1. O que a ciência econômica tem a dizer?

Existem vários pesquisadores na área de economia da saúde que estudam a relação entre economia e epidemias – é o caso, por exemplo, de Raouf Boucekkine, que possui vários papers interessantes sobre os impactos econômicos da AIDS em países africanos.

Acontece que essa pandemia de agora traz consequências inéditas e, sendo assim, o conhecimento necessário para lidar com ela, em todo campo de pesquisa que seja, ainda está sendo construído.

É o caso do campo da economia. Não obstante, alguns estudos de economia já foram lançados analisando os efeitos econômicos e possíveis medidas a serem tomadas durante essa pandemia.

É o caso de um working paper lançado pela NBER há alguns dias [1], em que os pesquisadores analisaram os impactos macroeconômicos do Covid-19, utilizando-se para tanto de uma adaptação do modelo SIR [2] (acrônimo para suscetível, infectado e recuperado/removido), modelo que é canônico em epidemiologia. Os pesquisadores estudaram a interação entre decisões econômicas e a dinâmica epidemiológica.

O estudo chegou à conclusão de que “reduzindo interações econômicas entre pessoas, essas políticas (políticas de contenção que diminuem o consumo e as horas trabalhadas) exacerbam a recessão mas aumentam o bem-estar ao reduzir o número de mortos causados pela epidemia.

Nós encontramos que é eficiente introduzir medidas de contenção de larga escala que resultam em uma aguda, sustentada queda no produto agregado. Essa política de contenção ótima salva aproximadamente meio milhão de vidas nos EUA”.

Outro estudo [3] usou dados da gripe espanhola para verificar o custo-benefício de intervenções não-farmacêuticas (como quarentena, por exemplo).

O estudo concluiu que “cidades que intervêm mais cedo e mais agressivamente não têm um pior desempenho (econômico) e, na verdade, crescem mais rápido depois que a pandemia passa.

Nossos achados portanto indicam que intervenções não-farmacêuticas não apenas reduzem a mortalidade; elas também mitigam consequências econômicas adversas de uma pandemia”.

Ou seja, o que os dados mostram é que é falso esse dilema posto de vida versus economia: salvando mais vidas, menos a economia sofre.

1.1.Quais as políticas econômicas ideais para combater essa crise?

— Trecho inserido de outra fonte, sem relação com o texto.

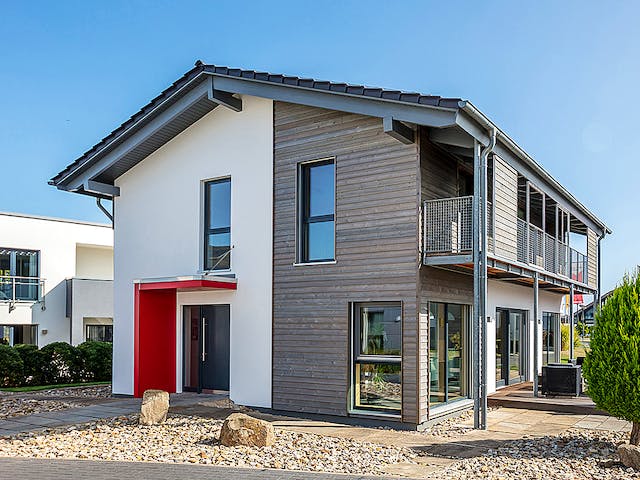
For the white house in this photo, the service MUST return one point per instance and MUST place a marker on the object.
(321, 247)
(56, 280)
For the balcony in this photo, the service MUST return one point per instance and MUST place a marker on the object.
(20, 289)
(448, 231)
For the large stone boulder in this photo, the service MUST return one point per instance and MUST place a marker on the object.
(629, 455)
(155, 406)
(241, 429)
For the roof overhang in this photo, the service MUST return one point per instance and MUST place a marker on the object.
(458, 123)
(188, 283)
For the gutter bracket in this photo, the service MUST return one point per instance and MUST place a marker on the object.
(104, 210)
(398, 130)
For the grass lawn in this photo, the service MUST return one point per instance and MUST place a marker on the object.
(35, 388)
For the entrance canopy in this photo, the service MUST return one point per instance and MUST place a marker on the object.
(155, 327)
(189, 282)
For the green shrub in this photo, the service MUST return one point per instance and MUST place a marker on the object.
(62, 363)
(612, 366)
(33, 361)
(11, 367)
(564, 337)
(96, 358)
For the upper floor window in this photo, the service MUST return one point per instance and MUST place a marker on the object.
(19, 274)
(217, 228)
(317, 211)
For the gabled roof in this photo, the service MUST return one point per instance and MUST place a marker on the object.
(345, 88)
(205, 87)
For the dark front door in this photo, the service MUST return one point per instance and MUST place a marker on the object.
(511, 330)
(206, 348)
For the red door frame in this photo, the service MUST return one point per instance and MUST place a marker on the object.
(155, 330)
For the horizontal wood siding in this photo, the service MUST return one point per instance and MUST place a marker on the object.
(376, 255)
(506, 210)
(592, 258)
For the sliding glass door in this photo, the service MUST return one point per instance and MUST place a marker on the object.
(550, 338)
(448, 352)
(511, 341)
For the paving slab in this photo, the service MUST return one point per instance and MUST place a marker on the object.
(54, 469)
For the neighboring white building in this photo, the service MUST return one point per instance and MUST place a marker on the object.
(56, 280)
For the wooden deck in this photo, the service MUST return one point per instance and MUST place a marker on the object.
(521, 396)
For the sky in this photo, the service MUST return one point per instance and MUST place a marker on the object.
(561, 78)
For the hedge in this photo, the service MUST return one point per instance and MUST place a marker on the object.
(55, 363)
(11, 367)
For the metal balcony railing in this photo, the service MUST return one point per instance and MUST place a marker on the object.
(448, 230)
(545, 251)
(448, 225)
(20, 289)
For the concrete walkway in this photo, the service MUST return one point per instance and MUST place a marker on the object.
(108, 408)
(31, 468)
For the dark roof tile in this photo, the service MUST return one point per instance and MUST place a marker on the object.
(397, 95)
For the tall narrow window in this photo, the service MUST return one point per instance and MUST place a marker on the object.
(448, 352)
(19, 274)
(217, 241)
(377, 357)
(317, 211)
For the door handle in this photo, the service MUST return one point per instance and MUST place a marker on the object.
(204, 337)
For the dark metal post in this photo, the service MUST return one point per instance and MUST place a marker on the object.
(571, 352)
(536, 342)
(475, 330)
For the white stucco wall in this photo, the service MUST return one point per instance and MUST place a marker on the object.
(91, 298)
(56, 240)
(504, 295)
(158, 233)
(94, 262)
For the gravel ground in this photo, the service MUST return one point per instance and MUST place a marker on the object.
(184, 439)
(575, 455)
(14, 404)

O economista Faria e Castro analisou [4] quais seriam as melhores políticas econômicas para se adotar nessa crise. Para tanto, ele utilizou de um modelo DSGE para analisar 5 diferentes tipos de intervenções fiscais durante o shutdown de serviços que está ocorrendo nessa quarentena: (i) compras do governo; (ii) cortes no imposto de renda; (iii) aumento nos benefícios de seguro-desemprego; (iv) transferência incondicional de renda para todos; (v) transferência de renda para firmas do setor de serviços.

O estudo concluiu que “a ferramenta mais efetiva para estabilizar a renda das famílias e o consumo dos tomadores de empréstimo no contexto de um choque exógeno que conduz ao shutdown do setor de serviços parece ser um aumento no seguro-desemprego.

No geral, programas que envolvem transferência de algum tipo para famílias parecem ser também efetivos. Transferências incondicionais são provavelmente menos custosas em termos de implementação, podem ser preferidas pelos poupadores, e entrega resultados mais ou menos parecidos. Assistência de liquidez para as firmas é efetiva em manter o emprego no setor quarentenado”.

A JP Morgan Chase publicou um estudo em que ela calculou quanto tempo as empresas aguentam ficar paradas, sem nenhum fluxo de caixa, apenas arcando com os custos fixos e semifixos.

O resultado é que o tempo médio de sobrevivência das empresas até entrarem em crise é de 27 dias. Restaurantes são os primeiros a entrarem em crise de liquidez, com um tempo médio de sobrevivência de 16 dias. Esses dados estão condensados na figura 3 do relatório [5].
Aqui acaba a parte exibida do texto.